Yapılan düzenleme ile anakent sınırları önemli ölçüde genişletilerek, bu alanlarda bulunan çok sayıda belediyenin birbirinden kopuk olarak yaptıkları planların yarattığı karmaşa önlenmeye çalışılmıştır (Ersoy 2006).

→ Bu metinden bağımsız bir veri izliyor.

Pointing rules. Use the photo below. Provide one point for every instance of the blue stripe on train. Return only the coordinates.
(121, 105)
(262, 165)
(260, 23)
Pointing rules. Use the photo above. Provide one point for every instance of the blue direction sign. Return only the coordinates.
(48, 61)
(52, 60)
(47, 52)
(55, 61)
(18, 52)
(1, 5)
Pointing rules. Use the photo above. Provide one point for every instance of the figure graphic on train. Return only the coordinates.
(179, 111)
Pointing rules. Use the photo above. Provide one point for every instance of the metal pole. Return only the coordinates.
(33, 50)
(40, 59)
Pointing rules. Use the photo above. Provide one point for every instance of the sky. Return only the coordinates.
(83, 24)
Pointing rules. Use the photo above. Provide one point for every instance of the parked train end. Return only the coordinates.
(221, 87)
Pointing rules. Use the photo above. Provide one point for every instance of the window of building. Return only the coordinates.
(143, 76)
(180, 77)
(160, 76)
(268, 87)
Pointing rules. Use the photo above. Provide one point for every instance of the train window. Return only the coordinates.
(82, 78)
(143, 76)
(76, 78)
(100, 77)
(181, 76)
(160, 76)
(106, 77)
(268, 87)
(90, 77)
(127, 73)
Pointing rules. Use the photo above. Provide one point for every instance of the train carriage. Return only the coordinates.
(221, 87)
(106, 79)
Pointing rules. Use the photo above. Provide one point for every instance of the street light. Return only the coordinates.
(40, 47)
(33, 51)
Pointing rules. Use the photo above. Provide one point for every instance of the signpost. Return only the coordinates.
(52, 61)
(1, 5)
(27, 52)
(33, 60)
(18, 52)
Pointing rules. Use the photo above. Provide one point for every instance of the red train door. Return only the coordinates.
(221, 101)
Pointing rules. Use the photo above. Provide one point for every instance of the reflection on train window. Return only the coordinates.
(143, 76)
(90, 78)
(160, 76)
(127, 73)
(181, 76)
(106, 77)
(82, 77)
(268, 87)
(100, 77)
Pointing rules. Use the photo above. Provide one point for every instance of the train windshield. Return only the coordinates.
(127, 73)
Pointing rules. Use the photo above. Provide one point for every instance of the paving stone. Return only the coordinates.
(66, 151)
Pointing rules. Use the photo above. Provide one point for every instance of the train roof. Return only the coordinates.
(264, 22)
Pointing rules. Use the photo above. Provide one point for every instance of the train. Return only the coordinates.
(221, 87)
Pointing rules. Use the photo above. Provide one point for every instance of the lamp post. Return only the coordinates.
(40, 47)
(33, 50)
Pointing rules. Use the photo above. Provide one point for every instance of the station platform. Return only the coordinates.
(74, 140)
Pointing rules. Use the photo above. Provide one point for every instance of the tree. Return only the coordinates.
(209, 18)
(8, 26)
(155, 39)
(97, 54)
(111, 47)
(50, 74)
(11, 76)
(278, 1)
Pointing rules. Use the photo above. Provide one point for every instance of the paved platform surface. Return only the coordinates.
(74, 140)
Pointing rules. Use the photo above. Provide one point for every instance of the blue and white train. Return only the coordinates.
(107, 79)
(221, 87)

Ancak, yasalarla tanımlanan yönetimsel sınırların metropoliten bölge özelliklerini yansıtmadığı, metropoliten kentin etki alanlarının belirlenmesinde bilimsel kriterlerin dikkate alınması gerektiği konu ile ilgili yapılan araştırmalarda önemle vurgulanmaktadır (Yıldız ve Çıracı 2006).

3030 Sayılı Kanun ile anakent belediyelerine devredilen Nazım Plan Bürolarının yıllar süren bilimsel yöntemlerle yapmış oldukları çalışmalar çerçevesinde saptanmış olan ve bugün de daha da genişleyerek büyüyen “metropoliten yerleşme ve gelişme alanları”

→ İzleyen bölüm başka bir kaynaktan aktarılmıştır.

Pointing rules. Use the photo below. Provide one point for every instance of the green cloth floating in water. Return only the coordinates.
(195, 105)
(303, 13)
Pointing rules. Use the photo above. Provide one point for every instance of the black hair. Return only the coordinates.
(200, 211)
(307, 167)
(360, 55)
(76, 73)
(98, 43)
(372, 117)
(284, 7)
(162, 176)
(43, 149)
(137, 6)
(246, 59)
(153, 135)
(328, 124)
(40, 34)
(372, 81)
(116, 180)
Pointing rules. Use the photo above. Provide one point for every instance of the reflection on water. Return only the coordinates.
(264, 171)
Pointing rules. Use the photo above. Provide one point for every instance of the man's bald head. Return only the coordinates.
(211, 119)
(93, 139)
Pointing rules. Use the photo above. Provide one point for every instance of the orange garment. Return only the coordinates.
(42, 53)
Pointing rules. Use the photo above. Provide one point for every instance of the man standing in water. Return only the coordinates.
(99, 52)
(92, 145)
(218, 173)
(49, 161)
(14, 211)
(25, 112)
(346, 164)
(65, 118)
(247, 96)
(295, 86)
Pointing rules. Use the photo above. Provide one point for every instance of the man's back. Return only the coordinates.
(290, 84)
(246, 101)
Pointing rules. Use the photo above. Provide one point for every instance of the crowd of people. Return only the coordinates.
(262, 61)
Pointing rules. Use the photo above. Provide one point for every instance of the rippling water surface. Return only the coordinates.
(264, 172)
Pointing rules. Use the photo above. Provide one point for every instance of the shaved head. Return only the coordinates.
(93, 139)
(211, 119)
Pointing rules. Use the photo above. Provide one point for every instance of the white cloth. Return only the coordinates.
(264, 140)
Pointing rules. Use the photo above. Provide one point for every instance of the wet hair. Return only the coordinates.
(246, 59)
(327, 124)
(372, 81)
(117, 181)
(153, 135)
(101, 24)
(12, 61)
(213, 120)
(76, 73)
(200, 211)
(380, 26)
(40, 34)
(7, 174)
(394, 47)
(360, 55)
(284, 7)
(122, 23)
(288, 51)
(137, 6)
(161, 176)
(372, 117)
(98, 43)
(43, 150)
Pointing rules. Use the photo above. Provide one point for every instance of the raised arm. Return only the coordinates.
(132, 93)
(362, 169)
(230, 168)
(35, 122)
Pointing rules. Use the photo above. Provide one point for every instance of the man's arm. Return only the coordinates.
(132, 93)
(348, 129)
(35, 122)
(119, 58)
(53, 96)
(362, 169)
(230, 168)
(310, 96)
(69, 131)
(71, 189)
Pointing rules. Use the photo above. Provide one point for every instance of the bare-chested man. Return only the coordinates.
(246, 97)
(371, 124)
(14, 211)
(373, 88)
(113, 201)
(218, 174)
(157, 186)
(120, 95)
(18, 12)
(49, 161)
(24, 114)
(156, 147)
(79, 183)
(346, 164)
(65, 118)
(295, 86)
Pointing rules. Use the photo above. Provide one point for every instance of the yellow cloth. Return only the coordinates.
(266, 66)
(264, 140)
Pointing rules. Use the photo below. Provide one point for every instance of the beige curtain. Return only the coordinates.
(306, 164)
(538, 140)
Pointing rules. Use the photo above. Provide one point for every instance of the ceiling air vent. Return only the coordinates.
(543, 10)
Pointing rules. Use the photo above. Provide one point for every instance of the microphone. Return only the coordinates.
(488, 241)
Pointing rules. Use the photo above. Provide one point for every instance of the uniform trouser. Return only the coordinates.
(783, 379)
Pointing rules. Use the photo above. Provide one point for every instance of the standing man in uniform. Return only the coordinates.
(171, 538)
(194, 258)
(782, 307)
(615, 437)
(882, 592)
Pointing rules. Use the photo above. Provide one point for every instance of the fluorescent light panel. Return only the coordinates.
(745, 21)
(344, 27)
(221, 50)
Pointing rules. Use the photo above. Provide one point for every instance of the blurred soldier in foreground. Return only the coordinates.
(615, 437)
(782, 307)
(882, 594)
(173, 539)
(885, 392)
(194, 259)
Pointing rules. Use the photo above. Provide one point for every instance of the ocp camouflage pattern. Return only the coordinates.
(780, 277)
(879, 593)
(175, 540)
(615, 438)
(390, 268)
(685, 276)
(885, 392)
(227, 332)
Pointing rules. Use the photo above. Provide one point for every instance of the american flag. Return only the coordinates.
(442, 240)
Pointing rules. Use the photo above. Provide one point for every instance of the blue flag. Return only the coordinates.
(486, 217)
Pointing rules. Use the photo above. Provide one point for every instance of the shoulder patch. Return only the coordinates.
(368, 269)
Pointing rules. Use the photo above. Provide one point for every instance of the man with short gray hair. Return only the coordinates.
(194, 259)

olarak tanımlanan alanların önemli bir bölümü, bahsi geçen her iki yasada da yeni oluşturulan anakentlerin sınırları dışında, bütünden soyutlanmış, bağımsız yerleşmeler olarak bırakılmıştır. İlgili yasalar, “büyükşehir belediyelerinin sınırlarını ismini aldıkları büyükşehrin, ilçe belediyelerinin sınırlarını da, bu ilçelerin büyükşehir belediyesi sınırları içinde kalan kısımların sınırlarıdır” şeklinde tanımlayarak yetki alanı sınırlarını anakent belediyesi sınırı olarak tanımlamıştır. Böylece, Türkiye metropollerinde il sınırı, anakent belediye sınırı ve ilçe-ilk kademe belediye sınırı olmak üzere üç sınır tanımlanmıştır. İlişkileri ve metropoliten alan etkileşimleri göz ardı edilerek yapılmış olan bu sınır saptamaları sonucunda metropoliten alanı sınırı olarak nitelendirilebilecek gerçek bir sınır oluşturulamamıştır (Tekel 2002).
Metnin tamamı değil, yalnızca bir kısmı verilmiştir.